Our family dog had died a couple years before then, and I had just began my own family with the birth of our son Nicholas. Ultimately, my parents both concurred that the real test of keeping this fully grown dog was his behavior around our young son. They had found Charlie’s owner, who was willing to give him a new home with my parents and the only caveat was this pooch’s behavior around the baby.

Charlie (who was previously named Harley) and Nick were introduced to each other. I’d like to tell you it was love at first sight, to recount every minor detail in their first meeting, this wee terrier and my own wee terror. But I can’t and you know why? It’s because Charlie was already a part of our family. In some strange foggy haze, it was like he had always been there. There was a sweet indulgent gentleness from this dog, despite excited baby antics and hair-grabbing fingers. It looked like Charlie was a keeper. Nary a growl from him when he was irritated; rather, he chose to vacate the premises if the baby (and the three more that followed) got out of hand.

He was the endless boundless bullet of speed. If you dared to throw that ball, well, buddy, be ready to throw it all day long. He’d push a frisbee along the ground with his nose, warranting wonders of how on earth he had any skin left there. Garter snakes met their Maker via Charlies’ vicious attacks. He once buried an earwig-infested bone deep within my sister’s newly born son’s bassinet. You can only  imagine the new mother’s rage at discovering that particular treat. He despised baths and would disappear when Mom would take a towel out of the closet, inspiring curiosity that maybe he could actually read minds. You could hold him like a baby and he would eagerly kiss your cheeks with typical canine love.
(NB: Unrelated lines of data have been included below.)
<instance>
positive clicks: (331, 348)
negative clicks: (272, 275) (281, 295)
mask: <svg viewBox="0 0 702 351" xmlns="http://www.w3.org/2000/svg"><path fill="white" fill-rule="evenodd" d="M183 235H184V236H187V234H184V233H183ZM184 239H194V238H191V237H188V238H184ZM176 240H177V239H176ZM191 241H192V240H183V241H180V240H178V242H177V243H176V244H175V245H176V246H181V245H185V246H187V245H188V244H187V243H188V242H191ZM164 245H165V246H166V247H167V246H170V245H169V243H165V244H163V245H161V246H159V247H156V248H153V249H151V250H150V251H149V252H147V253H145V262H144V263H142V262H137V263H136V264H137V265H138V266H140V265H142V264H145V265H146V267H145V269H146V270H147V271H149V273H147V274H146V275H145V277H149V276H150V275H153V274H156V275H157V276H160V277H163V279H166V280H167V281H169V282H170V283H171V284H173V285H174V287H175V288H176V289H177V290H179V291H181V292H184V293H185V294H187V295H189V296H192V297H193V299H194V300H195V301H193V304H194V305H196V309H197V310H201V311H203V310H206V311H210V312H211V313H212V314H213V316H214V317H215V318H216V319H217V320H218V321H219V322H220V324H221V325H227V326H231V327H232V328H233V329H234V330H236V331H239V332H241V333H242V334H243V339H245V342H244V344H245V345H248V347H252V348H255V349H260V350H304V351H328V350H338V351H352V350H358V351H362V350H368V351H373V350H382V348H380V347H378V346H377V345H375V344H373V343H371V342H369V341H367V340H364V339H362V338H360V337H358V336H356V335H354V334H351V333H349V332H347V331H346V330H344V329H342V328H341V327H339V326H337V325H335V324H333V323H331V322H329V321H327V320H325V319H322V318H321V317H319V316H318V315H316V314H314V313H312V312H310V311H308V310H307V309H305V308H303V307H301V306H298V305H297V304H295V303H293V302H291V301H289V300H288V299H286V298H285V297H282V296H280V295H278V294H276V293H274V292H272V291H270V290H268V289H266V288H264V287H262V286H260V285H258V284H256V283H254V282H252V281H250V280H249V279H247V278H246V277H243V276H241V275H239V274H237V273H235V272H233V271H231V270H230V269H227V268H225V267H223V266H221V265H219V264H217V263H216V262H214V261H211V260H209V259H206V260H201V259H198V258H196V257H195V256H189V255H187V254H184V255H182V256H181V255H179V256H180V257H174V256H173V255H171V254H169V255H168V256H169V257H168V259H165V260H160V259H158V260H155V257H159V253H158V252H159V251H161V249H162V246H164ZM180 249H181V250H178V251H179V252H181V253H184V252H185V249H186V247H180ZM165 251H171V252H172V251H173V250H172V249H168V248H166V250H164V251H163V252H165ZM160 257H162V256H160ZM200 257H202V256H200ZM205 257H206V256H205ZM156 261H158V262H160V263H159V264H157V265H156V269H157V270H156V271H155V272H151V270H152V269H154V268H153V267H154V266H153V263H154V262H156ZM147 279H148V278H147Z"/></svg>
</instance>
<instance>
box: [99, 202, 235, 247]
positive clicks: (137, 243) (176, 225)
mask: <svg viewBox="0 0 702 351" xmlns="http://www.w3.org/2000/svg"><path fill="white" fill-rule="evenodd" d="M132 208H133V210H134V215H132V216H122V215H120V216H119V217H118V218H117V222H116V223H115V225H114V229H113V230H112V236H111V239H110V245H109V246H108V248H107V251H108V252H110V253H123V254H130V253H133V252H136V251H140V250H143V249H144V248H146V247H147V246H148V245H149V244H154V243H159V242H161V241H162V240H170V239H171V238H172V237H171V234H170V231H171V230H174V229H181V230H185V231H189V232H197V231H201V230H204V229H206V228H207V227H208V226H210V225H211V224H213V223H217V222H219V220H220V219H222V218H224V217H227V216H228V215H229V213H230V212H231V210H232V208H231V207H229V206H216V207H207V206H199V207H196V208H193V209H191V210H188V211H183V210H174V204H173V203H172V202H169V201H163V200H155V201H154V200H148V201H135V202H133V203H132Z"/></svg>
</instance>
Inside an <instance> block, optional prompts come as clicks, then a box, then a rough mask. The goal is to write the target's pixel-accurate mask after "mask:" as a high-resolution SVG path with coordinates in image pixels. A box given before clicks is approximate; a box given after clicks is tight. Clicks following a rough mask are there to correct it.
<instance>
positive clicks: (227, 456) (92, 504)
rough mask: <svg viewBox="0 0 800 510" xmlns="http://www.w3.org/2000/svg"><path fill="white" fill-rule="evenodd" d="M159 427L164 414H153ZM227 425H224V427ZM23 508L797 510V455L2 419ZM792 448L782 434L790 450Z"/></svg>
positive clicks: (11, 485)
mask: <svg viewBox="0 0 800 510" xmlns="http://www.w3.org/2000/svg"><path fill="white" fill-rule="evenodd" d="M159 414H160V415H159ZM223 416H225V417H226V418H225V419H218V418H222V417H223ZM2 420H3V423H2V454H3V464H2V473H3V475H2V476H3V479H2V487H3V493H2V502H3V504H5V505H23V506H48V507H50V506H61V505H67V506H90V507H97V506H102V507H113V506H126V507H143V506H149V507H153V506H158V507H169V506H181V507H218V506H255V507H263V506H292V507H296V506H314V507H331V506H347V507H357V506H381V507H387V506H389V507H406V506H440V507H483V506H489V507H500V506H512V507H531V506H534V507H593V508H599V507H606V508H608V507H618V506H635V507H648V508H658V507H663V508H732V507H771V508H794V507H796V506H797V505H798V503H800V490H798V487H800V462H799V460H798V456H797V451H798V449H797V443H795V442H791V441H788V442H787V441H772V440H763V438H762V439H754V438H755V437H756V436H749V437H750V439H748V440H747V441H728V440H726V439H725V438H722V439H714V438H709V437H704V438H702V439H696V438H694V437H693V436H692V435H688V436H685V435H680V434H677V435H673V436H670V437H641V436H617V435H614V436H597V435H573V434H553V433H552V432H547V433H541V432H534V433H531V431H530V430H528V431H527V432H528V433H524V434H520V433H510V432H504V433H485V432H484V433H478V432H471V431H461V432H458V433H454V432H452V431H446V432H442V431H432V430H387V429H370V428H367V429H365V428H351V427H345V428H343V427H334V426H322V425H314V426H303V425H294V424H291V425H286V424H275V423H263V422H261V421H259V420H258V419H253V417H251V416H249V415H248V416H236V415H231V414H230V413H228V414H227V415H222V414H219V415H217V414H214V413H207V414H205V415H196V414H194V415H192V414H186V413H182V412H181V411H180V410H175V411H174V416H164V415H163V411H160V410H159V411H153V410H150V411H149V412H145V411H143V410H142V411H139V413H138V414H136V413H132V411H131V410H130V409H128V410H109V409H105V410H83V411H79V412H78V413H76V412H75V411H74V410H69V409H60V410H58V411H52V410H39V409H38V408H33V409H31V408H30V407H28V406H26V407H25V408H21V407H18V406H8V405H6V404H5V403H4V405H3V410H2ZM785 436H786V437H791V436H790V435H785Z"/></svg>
He was kind and gentle, his antics inspired guffaws, he adored quad rides in his own custom-made seat, he was the boss of the two dogs that eventually came along in my own and my sister’s families, he played with the kids, he chased anything he could, he gave all of his love freely every chance he got and in turn he was loved fully and completely like any Good Doggy should.

Today he left his little worn out 16 year old body behind in a peaceful way, wrapped in love by the two people who cared for him the most. He leaves behind a legacy of sweetness and charming flagrant cockiness. He will always be loved and always be missed.

There is no sweeter and pure love than that of a dog. And boy, did Charlie ever deliver.

We love you Charlie. You were a mighty good dog.